Here’s the practical upshot:
- Lenders often offer lower fees: The U.S. government last year published a study of 7,560 30-year fixed-rate FHA mortgages that closed in 2001. When mortgage brokers were involved, consumers paid $300 to $425 in fees, “other loan characteristics being equal.”
- Brokers are getting cut out: Chase no longer works with mortgage brokers, limiting their ability to shop for the best loan.
- Take a weekday off to compare rates all at the same time: the NYT recommends picking one type of loan, say a 30-year fixed-mortgage, and comparing prices all on the same day, so rates don’t change. Who to call: credit union; a few community banks; a big national bank; the bank that has your checking account; your current lender (refi only); a mortgage broker
- Get a straight answer on how a broker is paid: if you’re using a broker, ask point-blank if his or her yield-spread premium (what the bank pays the broker) would be lower if you were in a different loan.
- Ask the mortgage broker if he guarantees the rate and costs in a good faith estimate (GFE): one broker quoted in the article says, “If I’m wrong on my good faith estimate, then I pay you.” If your broker won’t eat any costs beyond the GFE projection, he’s playing you.
- Ask the broker to sign a document promising to be your fiduciary: a fiduciary is someone who is legally liable if she does not put your interests ahead of her own.
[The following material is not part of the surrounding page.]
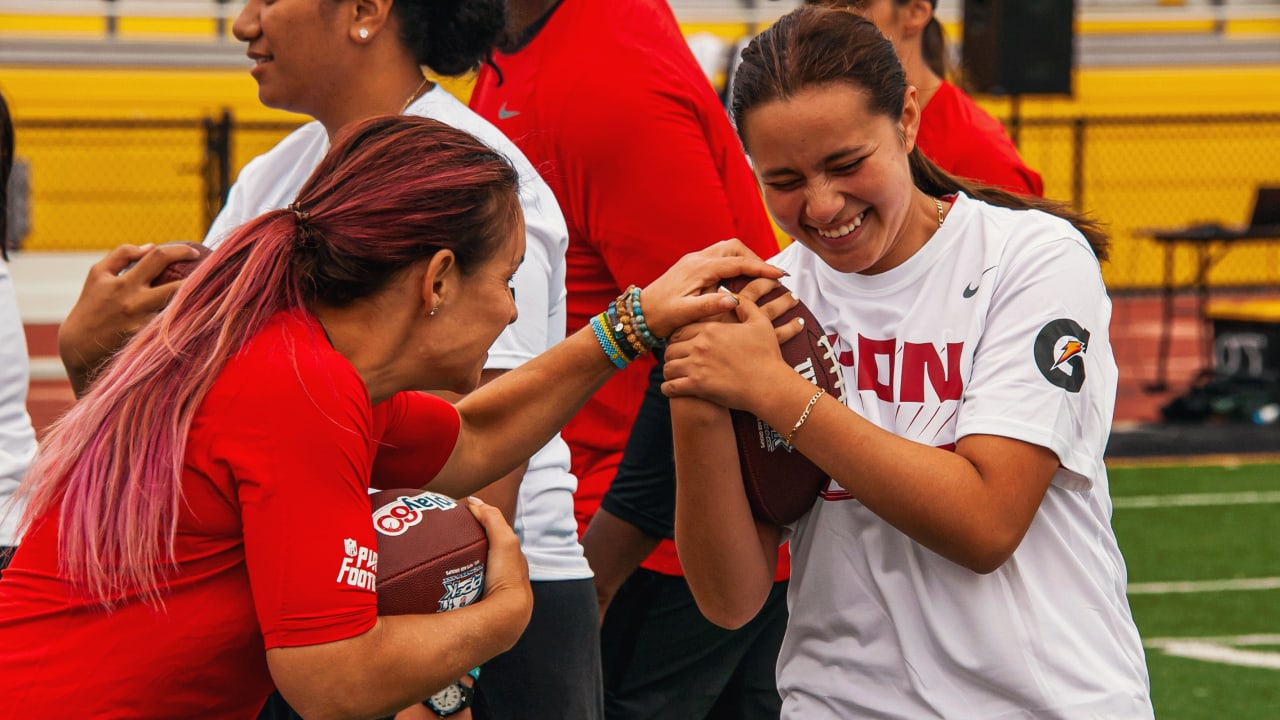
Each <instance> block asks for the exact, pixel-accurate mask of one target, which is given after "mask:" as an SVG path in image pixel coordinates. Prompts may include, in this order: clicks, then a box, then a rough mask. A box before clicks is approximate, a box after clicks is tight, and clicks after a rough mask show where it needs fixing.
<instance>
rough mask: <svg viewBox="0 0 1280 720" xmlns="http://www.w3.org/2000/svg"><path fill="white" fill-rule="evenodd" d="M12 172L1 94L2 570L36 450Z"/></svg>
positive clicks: (1, 378) (12, 150)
This may not be practical advice, since most consumers aren’t comfy writing their own contract, though it could be a simple letter: “In signing this document, I agree to act in the next 60 days as [Client Name]’s fiduciary in investigating and recommending a loan, putting his interests ahead of my own.” Of course, a real estate agent should also be a fiduciary.
Regarding #2, we here at Redfin would probably also add that it is probably a good idea when buying an REO to call the bank selling the property; some banks require buyers to get a pre-approval at least from their own lending arm, and there may be less hassle over the assessment…
So now Chelsea is sitting in my office, and we both agree that if you work with a lender directly instead of a mortgage broker, you can save a few hundred dollars in fees but you need to make sure the loan officer doesn’t screw up your closing. Thanks to Ron for doing the original research, and to Chels and Sara for providing some juicy local insight. Let us know if you’d like to hear more of these discussions, as we can start posting plenty more from the knowledge-base to the blog.
In the meantime, what has your experience been comparing mortgage brokers to lenders?